Aanvankelijk waren de groenlanden gemeenschappelijk bezit van de boeren van het dorp. Vanaf de zeventiende eeuw gingen veel dorpen ertoe over het groenland te scheiden en aan individuele boeren toe te delen. Dat die verdeling toen al plaatsvond, illustreert het belang van de groenlanden. Veel hooi zorgde ervoor dat men ‘s winters een flinke veestapel kon aanhouden. Een voorbeeld van een streek met veel groenland is de benedenloop van de Reest in de buurt van de Wijk. De Reestlanden maakten de boeren hier welvarend.

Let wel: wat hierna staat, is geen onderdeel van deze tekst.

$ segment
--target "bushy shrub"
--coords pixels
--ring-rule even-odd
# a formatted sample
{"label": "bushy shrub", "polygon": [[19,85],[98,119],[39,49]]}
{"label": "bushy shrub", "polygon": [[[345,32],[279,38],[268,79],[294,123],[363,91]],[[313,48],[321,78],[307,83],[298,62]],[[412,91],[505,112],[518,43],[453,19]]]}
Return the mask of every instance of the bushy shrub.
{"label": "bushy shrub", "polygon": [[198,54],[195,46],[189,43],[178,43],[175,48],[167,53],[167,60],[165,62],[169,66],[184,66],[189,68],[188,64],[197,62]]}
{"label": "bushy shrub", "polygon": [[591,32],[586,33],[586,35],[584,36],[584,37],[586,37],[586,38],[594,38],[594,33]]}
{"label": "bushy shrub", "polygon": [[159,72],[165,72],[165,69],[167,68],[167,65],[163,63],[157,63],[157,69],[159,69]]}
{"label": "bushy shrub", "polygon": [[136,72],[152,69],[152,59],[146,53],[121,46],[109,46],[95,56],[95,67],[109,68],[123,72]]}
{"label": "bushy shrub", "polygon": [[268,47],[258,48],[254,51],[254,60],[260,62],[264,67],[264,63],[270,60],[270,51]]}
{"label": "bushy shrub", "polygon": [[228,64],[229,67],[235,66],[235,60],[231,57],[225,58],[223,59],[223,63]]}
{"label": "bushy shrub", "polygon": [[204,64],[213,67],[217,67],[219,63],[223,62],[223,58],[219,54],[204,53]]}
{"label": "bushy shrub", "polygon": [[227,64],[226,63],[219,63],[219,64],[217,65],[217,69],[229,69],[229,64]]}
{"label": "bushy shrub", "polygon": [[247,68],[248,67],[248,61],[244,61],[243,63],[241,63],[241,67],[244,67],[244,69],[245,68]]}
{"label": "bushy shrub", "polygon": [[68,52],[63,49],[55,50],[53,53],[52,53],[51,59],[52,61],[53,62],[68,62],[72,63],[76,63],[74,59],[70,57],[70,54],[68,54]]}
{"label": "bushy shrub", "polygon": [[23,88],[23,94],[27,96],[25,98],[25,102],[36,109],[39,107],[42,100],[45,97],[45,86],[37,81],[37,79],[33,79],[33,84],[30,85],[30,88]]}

Het beheer van de groenlanden bestond uit het laten begrazen of het jaarlijks maaien en hooien. Bemesten deed men niet. Als de beek overstroomde, bleef een laagje vruchtbaar slib op het land achter. Naarmate de groenlanden langer in gebruik waren, werden ze steeds voedselarmer waardoor allerlei plantensoorten hier kansen kregen die elders geen voet aan de grond kregen. (Zie verder ook Beekdal, Boermarke, Esdorp, Houtwal)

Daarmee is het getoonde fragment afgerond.